[PATCH 0/3] xfs: allocation worker causes freelist buffer lock hang
Mark Tinguely
tinguely at sgi.com
Tue Sep 25 10:14:16 CDT 2012
On 09/24/12 19:56, Dave Chinner wrote:
> On Mon, Sep 24, 2012 at 01:09:04PM -0500, Mark Tinguely wrote:
>>> From bpm at sgi.com Mon Sep 24 12:11:59 2012
>>> Date: Mon, 24 Sep 2012 12:11:59 -0500
>>> From: Ben Myers<bpm at sgi.com>
>>> To:<tinguely at sgi.com>
>>> Subject: Re: [PATCH 0/3] xfs: allocation worker causes freelist buffer lock
>>> hang
>>> Cc:<xfs at oss.sgi.com>
>>>
>>> Hi Mark,
>>>
>>> On Wed, Sep 19, 2012 at 11:31:33AM -0500, tinguely at sgi.com wrote:
>>> ...
>>>> I traced the callers of xfs_alloc_vextent(), noting transaction creation,
>>>> commits and cancels; I noted loops in the callers and which were marked
>>>> as metadata/userdata. I can send this document to reviewers.
>>>
>>> I'd like to see the doc of xfs_alloc_vextent callers and which of them loop.

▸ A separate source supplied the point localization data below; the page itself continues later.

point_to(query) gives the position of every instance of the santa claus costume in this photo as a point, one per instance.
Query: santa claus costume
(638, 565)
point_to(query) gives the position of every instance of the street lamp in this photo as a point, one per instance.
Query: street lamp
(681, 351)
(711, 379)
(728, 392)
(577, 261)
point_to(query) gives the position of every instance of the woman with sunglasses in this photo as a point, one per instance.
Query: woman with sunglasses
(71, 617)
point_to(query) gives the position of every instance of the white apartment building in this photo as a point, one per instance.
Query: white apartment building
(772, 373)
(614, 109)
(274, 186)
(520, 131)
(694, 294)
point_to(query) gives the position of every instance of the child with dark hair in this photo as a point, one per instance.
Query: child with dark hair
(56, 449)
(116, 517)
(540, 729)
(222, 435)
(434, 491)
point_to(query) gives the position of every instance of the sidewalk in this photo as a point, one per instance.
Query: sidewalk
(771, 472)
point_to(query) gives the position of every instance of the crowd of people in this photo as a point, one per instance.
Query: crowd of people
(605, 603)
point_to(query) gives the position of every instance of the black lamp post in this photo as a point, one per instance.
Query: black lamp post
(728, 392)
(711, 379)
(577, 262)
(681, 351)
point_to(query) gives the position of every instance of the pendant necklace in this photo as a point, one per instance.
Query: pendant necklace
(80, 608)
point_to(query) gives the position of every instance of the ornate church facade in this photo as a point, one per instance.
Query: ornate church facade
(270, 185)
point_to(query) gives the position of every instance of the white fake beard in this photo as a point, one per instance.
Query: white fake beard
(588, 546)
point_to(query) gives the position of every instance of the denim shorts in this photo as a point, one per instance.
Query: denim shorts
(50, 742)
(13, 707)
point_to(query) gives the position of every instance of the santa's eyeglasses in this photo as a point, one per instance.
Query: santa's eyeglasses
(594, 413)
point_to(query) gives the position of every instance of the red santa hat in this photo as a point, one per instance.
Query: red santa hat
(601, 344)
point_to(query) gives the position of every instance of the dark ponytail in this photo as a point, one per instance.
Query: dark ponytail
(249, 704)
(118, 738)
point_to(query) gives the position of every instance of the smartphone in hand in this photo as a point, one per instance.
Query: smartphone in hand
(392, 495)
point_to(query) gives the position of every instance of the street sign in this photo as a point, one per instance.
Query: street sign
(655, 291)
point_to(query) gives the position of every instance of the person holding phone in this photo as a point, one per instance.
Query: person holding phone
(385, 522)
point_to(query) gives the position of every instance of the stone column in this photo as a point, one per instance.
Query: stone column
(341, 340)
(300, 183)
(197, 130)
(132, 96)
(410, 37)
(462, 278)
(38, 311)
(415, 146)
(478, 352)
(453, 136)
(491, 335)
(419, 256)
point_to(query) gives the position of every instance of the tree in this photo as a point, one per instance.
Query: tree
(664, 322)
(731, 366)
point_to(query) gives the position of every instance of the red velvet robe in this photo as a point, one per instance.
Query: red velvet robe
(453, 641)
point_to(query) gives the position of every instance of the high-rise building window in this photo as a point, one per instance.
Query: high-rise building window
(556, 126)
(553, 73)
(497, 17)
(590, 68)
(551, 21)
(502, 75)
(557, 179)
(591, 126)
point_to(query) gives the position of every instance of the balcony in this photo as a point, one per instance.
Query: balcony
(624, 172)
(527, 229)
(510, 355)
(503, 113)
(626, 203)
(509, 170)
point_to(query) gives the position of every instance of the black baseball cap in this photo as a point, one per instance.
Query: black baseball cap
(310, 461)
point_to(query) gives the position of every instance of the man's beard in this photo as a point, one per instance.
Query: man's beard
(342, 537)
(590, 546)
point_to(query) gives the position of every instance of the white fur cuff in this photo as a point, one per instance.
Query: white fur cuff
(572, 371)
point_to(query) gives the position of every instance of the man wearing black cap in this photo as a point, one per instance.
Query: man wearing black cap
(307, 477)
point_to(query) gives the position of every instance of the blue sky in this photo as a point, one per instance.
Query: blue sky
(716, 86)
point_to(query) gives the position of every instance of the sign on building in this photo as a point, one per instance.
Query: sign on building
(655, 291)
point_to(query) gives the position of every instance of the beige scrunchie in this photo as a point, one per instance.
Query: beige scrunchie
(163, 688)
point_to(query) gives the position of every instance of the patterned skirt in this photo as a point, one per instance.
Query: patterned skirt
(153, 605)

>>> Can you post your doc to the list?
>>>
>>> Regards,
>>> Ben
>>
>>
>> Here are the Linux 3.6.x callers of xfs_alloc_vextent() stopping at the
>> transaction commit/cancel level.
>>
>> XFS_BMAPI_METADATA *not* being set implies user data.
>>
>> Userdata being set is the community designated indication that an allocate
>> worker is needed to prevent the overflow of the kernel stack.
>>
>> Calling xfs_alloc_vextent() several times with the same transaction can cause
>> a dead lock if a new allocation worker can not be allocated. I noted where the
>> loops occur. xfs_alloc_vextent() can call itself, those calls must be in the
>> same allocation worker.
>>
>> As a bonus, consolidating the loops into one worker actually gives a slight
>> performance advantage.
>
> Can you quantify it?
I was comparing the bonnie and iozone benchmarks outputs. I will see if
someone can enlighten me on how to quantify those numbers.
>
>> Sorry this is wider than 80 characters wide.
>> ---
>> xfs_bmap_btalloc(xfs_bmalloca_t)
>> ! xfs_bmap_alloc(xfs_bmalloca_t)
>> ! ! xfs_bmapi_allocate(xfs_bmalloca_t, ...)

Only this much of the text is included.